When I pulled into the driveway the pallid heap of stones marking Mr. Bun’s cairn seemed to swim out of the gloom, while off to the side a deeper darkness beckoned where Sheba’s grave remained unmarked save for two small stones. The emptiness stood as a reproach that frankly mystified me. For months I’d deluded myself with the idea that she wasn’t really gone, that her presence was alive and well in the wild rabbits that emerged each evening, but now all I could hear was the echo of my words to my friend and feel in my hands the memory of her life departing even as her heart ceased its finite beating. So the task was unfinished, and here was the confrontation.
The timing could hardly have been worse but then bad news rarely schedules an appointment. As I downloaded the photographs onto my computer I thought about stones and the work involved to erect a cairn and also of the poison oak that had spread throughout the area of her grave that needed to be eradicated. It might be hypocritical to feel that way but my willingness to let nature take its course goes only so far. Last week I actually cut down a mulberry that was growing too close to the driveway, an act I at first felt wretched about but then quickly chalked up as a necessity. Coming from the desert as I do gives me perhaps a deeper appreciation for greenery than the average northeast Kansas native, and anyway I’ve allowed an entire thicket to thrive where no tree had ever sank root. If numbers were to be tallied for the ledger then I was ahead on all counts.

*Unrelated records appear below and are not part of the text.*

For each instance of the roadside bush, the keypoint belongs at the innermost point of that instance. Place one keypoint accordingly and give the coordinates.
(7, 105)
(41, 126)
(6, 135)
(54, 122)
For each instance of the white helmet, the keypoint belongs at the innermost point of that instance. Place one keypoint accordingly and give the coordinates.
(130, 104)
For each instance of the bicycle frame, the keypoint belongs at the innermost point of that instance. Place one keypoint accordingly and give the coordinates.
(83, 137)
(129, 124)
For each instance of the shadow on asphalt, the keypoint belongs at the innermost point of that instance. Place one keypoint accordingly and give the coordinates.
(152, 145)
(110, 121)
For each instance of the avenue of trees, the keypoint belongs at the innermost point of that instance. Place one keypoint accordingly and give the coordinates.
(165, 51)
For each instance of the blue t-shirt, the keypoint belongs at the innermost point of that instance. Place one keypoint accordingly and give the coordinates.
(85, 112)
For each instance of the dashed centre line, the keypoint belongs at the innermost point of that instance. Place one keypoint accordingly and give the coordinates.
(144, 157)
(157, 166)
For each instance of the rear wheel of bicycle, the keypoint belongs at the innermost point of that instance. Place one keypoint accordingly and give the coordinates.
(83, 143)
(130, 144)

My mind wandered as it tends to do and ended up in a place of absolute weirdness: the pet cemetery at Fort Riley. My one and only visit was marked with a mixture of sadness and pity over the extremes people extend to memorialize their companion animals. That I am potentially guilty of the same doesn’t escape me. But as my companion and I wandered through the headstones, me keeping an eye out for migrating warblers and vireos, several markers stood out in their excess. Possibly the most egregious stated in block letters, “Dog spelled backward is G-d.” Discovering oblique references to Talmudic mysticism in such a setting was bizarre enough that we soon packed up and left. I’ve always wondered what inferences the dog’s owner was making and whether there could be a smidgen of truth to it. If so, I’m in trouble for I’ve always disliked canines of any stripe.
The answer of what to do about a marker for Sheba’s grave was not long in coming. Lori convinced me to attend a meeting at a friend’s house where I glanced around with an eye toward images for my project. Leaning on an old whitewashed picket fence out the back window was an ancient Schwinn bicycle, electric blue (Chinese blue, actually, I was to learn from a local expert), its flat tires buried in sycamore leaves. The homeowner registered my interest and said I could have the bike if I wanted.

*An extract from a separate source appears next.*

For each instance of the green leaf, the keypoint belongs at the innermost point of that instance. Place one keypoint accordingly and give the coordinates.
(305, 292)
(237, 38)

“We don’t have a place for it,” Lori said.
“We’ll take it,” I added.
Two days later I hauled it home. A fierce wind raked from the north, snowflakes stinging like pellets, a glacial and miserable day that reminded me of the morning we laid Sheba to rest. I propped the bike against the two stones and made sure it wouldn’t topple.
“It’s not much, girl,” I said. And suddenly I felt lighter than air, almost transparent, buffeted by winds from the far side of the moon and as cold and sterile, my words torn from my lips and whisked away to forever imbue the fields and forests and the frigid blue steel of a manmade monument. Grief is love in another form, I thought, but given the chance the two can merge into remembrance and absolution. I said a few other things but the dead hear with different ears and the words didn’t matter anyway.